After leaving Caracas, I managed to get hold of Eva Golinger, a thirtysomething American lawyer who is, in her own words, “an emblematic figure of the process.” I interviewed her shortly after she returned from a literary festival in Cuba. In 2005, she published a book called The Chávez Code, which digested thousands of official documents related to U.S. meddling in Venezuelan affairs. She’s on television all the time these days, sometimes even appearing with Chávez, who once called her “the bride of Venezuela.” She was able to get citizenship because her mother is Venezuelan, but she doesn’t fully identify herself with either nationality: “Every revolution has its internationalists, people who’ve come from abroad and become intimately involved with the struggle,” she said. “It’s fundamental.”

Because of her outspoken criticisms of the Venezuelan opposition and the U.S. government, Golinger has received death threats.
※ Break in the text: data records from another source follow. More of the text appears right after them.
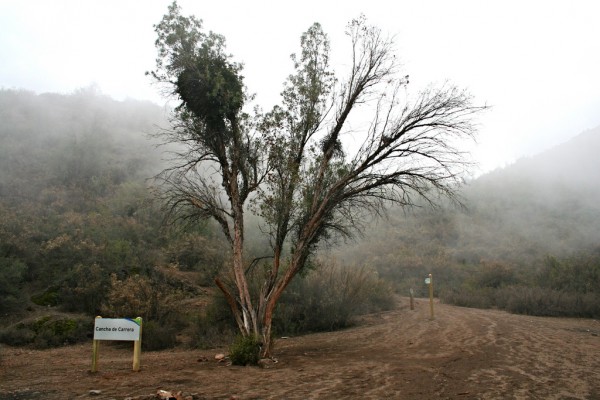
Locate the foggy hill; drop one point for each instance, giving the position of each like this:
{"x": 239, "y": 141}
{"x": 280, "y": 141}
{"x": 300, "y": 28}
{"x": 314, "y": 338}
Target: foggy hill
{"x": 516, "y": 220}
{"x": 547, "y": 203}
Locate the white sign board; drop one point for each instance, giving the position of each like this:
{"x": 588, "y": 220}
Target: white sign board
{"x": 116, "y": 329}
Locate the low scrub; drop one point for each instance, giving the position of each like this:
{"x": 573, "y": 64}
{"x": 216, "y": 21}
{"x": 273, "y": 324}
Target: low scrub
{"x": 329, "y": 298}
{"x": 528, "y": 300}
{"x": 48, "y": 331}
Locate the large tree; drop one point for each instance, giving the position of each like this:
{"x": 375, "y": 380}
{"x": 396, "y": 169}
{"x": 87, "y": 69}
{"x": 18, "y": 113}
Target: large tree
{"x": 311, "y": 171}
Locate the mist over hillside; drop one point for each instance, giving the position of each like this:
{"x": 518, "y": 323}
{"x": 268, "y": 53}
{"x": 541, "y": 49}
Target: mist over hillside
{"x": 534, "y": 224}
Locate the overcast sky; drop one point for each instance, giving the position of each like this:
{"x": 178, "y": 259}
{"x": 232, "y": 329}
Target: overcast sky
{"x": 536, "y": 62}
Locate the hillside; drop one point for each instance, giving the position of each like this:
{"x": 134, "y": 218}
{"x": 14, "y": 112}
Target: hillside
{"x": 462, "y": 354}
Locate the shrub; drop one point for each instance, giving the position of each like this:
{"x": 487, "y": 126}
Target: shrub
{"x": 48, "y": 331}
{"x": 140, "y": 296}
{"x": 329, "y": 298}
{"x": 11, "y": 279}
{"x": 158, "y": 337}
{"x": 245, "y": 350}
{"x": 215, "y": 326}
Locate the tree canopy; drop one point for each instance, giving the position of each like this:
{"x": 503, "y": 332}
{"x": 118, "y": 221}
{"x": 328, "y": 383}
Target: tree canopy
{"x": 293, "y": 166}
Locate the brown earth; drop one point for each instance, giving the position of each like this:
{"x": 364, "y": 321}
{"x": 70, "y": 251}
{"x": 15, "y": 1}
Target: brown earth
{"x": 462, "y": 354}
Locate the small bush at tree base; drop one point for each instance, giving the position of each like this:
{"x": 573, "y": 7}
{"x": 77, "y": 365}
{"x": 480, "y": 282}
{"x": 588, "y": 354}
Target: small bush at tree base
{"x": 245, "y": 350}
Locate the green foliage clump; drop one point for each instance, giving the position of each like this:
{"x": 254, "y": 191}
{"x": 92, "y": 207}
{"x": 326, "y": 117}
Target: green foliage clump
{"x": 48, "y": 298}
{"x": 245, "y": 350}
{"x": 215, "y": 326}
{"x": 11, "y": 280}
{"x": 156, "y": 303}
{"x": 48, "y": 331}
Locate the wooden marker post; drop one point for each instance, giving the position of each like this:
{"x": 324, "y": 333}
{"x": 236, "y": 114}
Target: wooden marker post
{"x": 429, "y": 281}
{"x": 137, "y": 347}
{"x": 118, "y": 329}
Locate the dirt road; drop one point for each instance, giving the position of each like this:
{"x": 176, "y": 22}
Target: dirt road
{"x": 461, "y": 354}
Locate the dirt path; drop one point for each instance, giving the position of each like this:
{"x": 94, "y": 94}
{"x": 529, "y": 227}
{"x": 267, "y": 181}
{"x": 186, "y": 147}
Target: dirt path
{"x": 462, "y": 354}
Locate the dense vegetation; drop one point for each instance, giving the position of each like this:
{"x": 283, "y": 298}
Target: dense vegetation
{"x": 81, "y": 235}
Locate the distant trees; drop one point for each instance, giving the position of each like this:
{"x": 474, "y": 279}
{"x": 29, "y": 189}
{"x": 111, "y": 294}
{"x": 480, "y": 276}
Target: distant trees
{"x": 293, "y": 166}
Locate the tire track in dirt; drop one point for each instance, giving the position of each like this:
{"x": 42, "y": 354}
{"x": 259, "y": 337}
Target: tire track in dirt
{"x": 462, "y": 354}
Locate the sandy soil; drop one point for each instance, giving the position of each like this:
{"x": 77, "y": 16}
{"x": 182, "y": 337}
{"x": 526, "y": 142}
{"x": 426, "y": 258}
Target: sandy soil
{"x": 461, "y": 354}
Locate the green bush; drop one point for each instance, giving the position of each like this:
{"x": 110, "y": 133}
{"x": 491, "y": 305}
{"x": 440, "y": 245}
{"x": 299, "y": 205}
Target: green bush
{"x": 245, "y": 351}
{"x": 47, "y": 298}
{"x": 158, "y": 337}
{"x": 215, "y": 326}
{"x": 156, "y": 303}
{"x": 11, "y": 279}
{"x": 48, "y": 331}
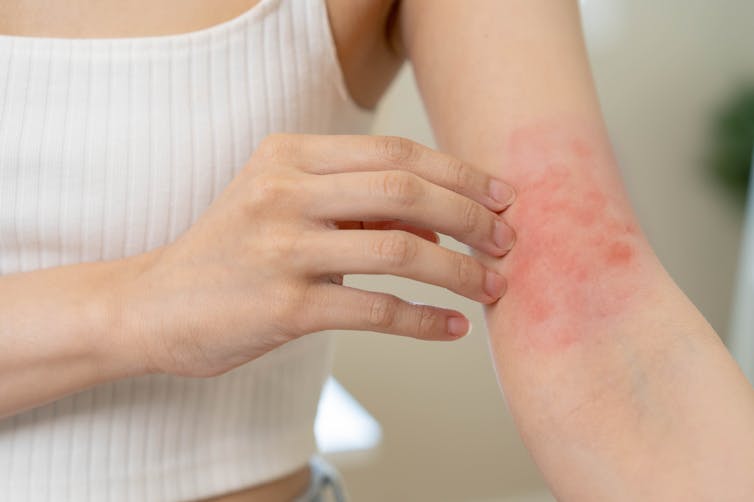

Her apartment has been broken into and trashed. She acknowledges that Caracas is not an easy city to live in—unlike “people-friendly” New York, her home base until 2005. But perhaps her biggest sacrifice came when her involvement in the revolution began to cause friction with her Venezuelan husband and his family. They eventually divorced. “He gave me an ultimatum,” she said: “Him and life in New York or the revolution. I chose the revolution. It’s my life, it’s my principles and values and ideals, my dreams.

“It’s too bad. He felt threatened by it. I’m not sorry—it’s sad, but those things happen. They make you stronger. They reinforce your choice, because it’s the path that’s right for you.”